11 May 2017

Epidemic Algorithms for Replicated Database Management

Epidemic Algorithms for Replicated Database Management

Why use?

Maintaining mutual consistency across different sites, on updates, insertion and deletions, when a database is replicated is non-trivial and a significant problem. Though, it sounds reasonable to maintain a list of all replication servers and send direct updates to all when an update occurs at a site, it can cause large network load on the link of the node that has the initial update. Also, in case of constantly adding and leaving nodes, maintaining a consistent list of a million or a few hundered thousand nodes at every site consistently itself is difficult. In the face of the above mentioned problems, the algorithms described in the paper can come in handy.

The described algorithms have been used in the clearinghouse servers of the Xerox Corporate Internet and have proven to be very useful.

Formal introduction to the Problem

Consider a database replicated at many sites in a large heterogeneous, slightly unreliable and slowly changing network of hundred or thousand servers. The paper talks about ways in which consistency can be maintained across these sites. The model restrictions under which we formulate the methods are as follows:

  • Each update is injected at a single site and it or a later update on the same data must be propagated to all the sites

  • Relaxed form of consistency, where databases are allowed to have some inconsistent states for a short time, which eventually converge to full consistent states for an update.

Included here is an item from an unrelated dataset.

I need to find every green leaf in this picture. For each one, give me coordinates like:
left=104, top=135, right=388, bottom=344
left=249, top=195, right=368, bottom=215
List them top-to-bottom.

Important Factors that we take into account as a performance metric for evaluating the proposed algorithms:

  • Time required for an update to propagate to all sites

  • network traffic generated in propagating a single update to all sites.

The methods discussed in the paper are:

  • Direct mail: where each new update is directly mailed/sent from its entry site to all others. Not entirely reliable when individual sites do not know about all the sites in the network.

  • Anti-entropy: every site regularly chooses another site at random and resolves differences between their database inconsistency, by exchange of messages. Though this is reliable, the rate at which an update propagated through this method is relatively low.

  • Rumor mongering: sites initially are ignorant. When a new update arrives at a site, it becomes a hot rumor and this entry site periodically chooses another site at random and ensures they get the update. On receiving the update other sites follow a similar procedure as this site. When a site has tried to share a hot rumor with too many sites that have seen the update already, the rumor ceases to be hot and is eventually dropped. This is a faseter approach of propagating updates, but does not guarantee eventual consistency at all sites.

The two later methods, described aboe fall under the category of epidemic algorithms, because that is how an epidemic spreads.


Infective: A site that is holding the update and is willing to propagate it

Susceptible: A site that has not yet received the update.

Removed: A site that has the update but is no longer willing to share it.

Formal Description of replicated database and the above epidemic methods

Consider a network containing set S of n sites, each storing a copy of a database. The database copy at a site s belonging to S is a time varying partial function:

s.valueOf: K -> (v:V x t:T)

where K is a set of keys (names),

** V is the set of values (NIL -> meaning corresponding element identified by key k has been deleted)

** and T is a set of timestamps.

Further discussions have been simplified by considering a database that stores the value and timestamp for a single key. Therefore, s.valueOf is an element of (v:V x t:T)

Direct Mail:

This method attemps to notify all other sites as soon as the update occurs. The basic algorithm at each site is as follows:

If s is the first site that sees the update then

	PostMail to s', msg: ("update",s.valueOf)

Upon receiving the message (“Update”,(v,t)) site s executes:

IF s.valueOf.t < t THEN
	s.vakueOf <- (v,t)

Reliability of this method is a function of reliability of the network, queues and other underneath protocols. Though this approach only generates n messages per update, all these produce common traffic on the node sending update and this link becomes the overall bottleneck in the process. So this cannot be scalable beyond certain limits. Also maintaing a consistent list of all nodes that are alive can be difficult in a scenario where nodes are allowed to leave and join the network.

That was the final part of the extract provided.